As inversões de Wasp Network parecem mais interessantes a posteriori, quando o quadro todo se completa para nós e a primeira metade muda, pelo contraste com a segunda. Algumas atuações, em especial à de Wagner Moura, uma das melhores de sua carreira, cumprem perfeitamente o que o filme exige: que esses espiões não sejam nada sigilosos na forma como se comportam, enquanto são espiões de fato, até o momento em que passam a agir de forma obscura e paranoica, quando teoricamente não são mais espiões. Moura responde bem à proposta porque sabe traduzir o estado do personagem em linguagem corporal; ele surge atlético e esguio como um típico cubano olímpico, seu perfil seria o do espião bailarino, frio e inabalável, não fosse o personagem tão charmoso, e quando a virada bate descobrimos que seu sorriso franco e convidativo (o sorriso de Wagner Moura é quase uma exigência de contrato em seus filmes) vinha de um lugar muito treinado, impiedoso. A forma como Assayas registra magnetizado esse domínio de cena lembra a Maggie Cheung serpenteando em Irma Vep; esses gestuais comportam em si todo o mistério e toda a verdade do filme.

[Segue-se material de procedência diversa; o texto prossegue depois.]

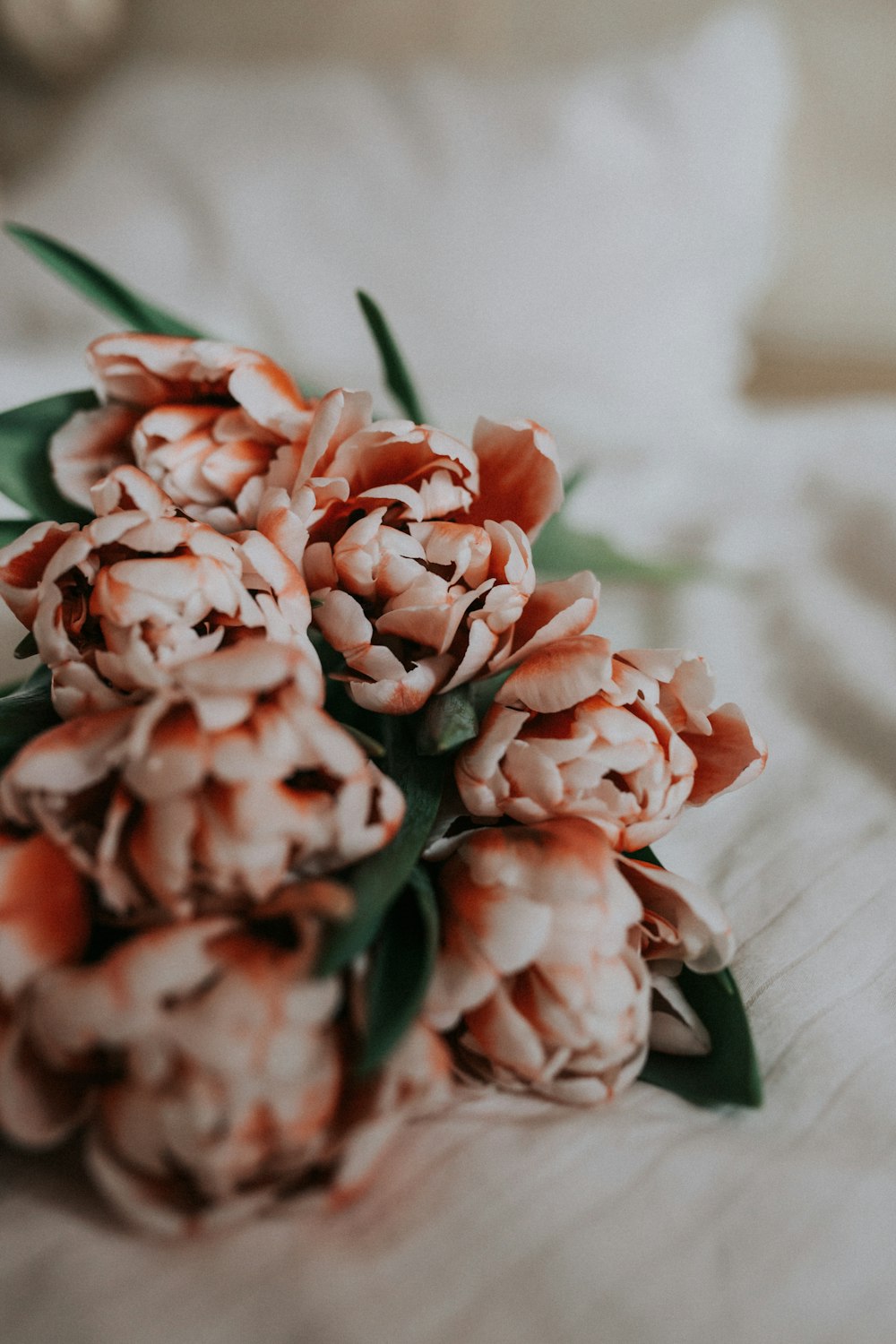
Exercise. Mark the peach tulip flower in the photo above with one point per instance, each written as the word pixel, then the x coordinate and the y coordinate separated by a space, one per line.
pixel 624 741
pixel 418 551
pixel 413 1083
pixel 538 972
pixel 209 797
pixel 121 605
pixel 214 1064
pixel 45 922
pixel 201 417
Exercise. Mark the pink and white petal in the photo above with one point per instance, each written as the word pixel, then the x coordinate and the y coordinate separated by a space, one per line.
pixel 731 757
pixel 477 773
pixel 675 1027
pixel 704 937
pixel 557 676
pixel 24 562
pixel 88 446
pixel 338 417
pixel 405 694
pixel 269 394
pixel 556 610
pixel 505 1037
pixel 128 488
pixel 39 1107
pixel 479 645
pixel 519 475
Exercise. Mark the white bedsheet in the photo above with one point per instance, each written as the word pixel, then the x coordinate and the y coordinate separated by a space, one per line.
pixel 648 1219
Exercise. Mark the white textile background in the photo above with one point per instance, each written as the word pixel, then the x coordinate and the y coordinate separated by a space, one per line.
pixel 508 1222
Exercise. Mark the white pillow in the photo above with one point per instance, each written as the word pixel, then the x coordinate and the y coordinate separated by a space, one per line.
pixel 562 247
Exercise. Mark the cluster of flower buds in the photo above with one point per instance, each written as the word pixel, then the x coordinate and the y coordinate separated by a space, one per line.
pixel 177 847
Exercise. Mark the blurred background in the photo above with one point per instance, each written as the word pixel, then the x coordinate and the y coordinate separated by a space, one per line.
pixel 826 317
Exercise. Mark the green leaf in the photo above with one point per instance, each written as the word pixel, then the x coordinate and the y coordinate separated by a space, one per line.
pixel 99 287
pixel 401 969
pixel 395 374
pixel 374 749
pixel 379 879
pixel 645 855
pixel 11 529
pixel 24 467
pixel 24 712
pixel 729 1073
pixel 565 550
pixel 26 648
pixel 447 722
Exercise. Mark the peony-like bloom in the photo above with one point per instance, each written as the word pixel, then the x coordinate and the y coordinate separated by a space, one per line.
pixel 121 605
pixel 624 741
pixel 417 550
pixel 45 922
pixel 201 417
pixel 210 797
pixel 212 1062
pixel 414 1082
pixel 538 968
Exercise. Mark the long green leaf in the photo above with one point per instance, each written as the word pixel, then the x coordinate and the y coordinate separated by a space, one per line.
pixel 99 287
pixel 11 529
pixel 378 881
pixel 729 1073
pixel 401 970
pixel 565 550
pixel 24 712
pixel 24 465
pixel 447 722
pixel 395 374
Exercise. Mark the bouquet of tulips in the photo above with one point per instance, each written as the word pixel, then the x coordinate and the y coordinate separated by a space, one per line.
pixel 320 806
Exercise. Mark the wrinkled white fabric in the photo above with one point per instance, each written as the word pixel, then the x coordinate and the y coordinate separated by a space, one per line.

Que o personagem desapareça depois sem ninguém "avisar" o espectador é um grande indício do curto-circuito que Assayas está propondo aqui. É como se o cineasta colocasse à prova (aliás, como já fez um pouco em Carlos com Édgar Ramirez, também escalado aqui) o mito dos revolucionários latino-americanos, corpos de apelo transpirante, irresistíveis em vida e eternos no imaginário popular depois de mortos. Ao sumir com Moura abruptamente, e conjecturando se depois sua figura permaneceria como espectro, como ideia, Wasp Network está testando se o mito se comprova. Independente da resposta, é uma visão bem forte de um mundo essencialmente masculino, que relega mulheres a posições instrumentalizadas (Penélope Cruz, sempre muito segura, transmite isso bem em cena). O filme dá a entender nesse gesto que, mais do que a ideia romantizada de fazer a revolução, o ideal cubano funcionou e prosperou no continente por que se baseou num tipo muito específico, sensual, de idolatria.

Ou seja, ainda que pareça um filme-ensaio impossível sobre a natureza da espionagem no cinema de gênero, Wasp Network tem toda a sua atenção voltada para espiões reais - materializações de ideias e lendas mas corpos reais acima de tudo - feitos de carne e osso, neste caso carne principalmente.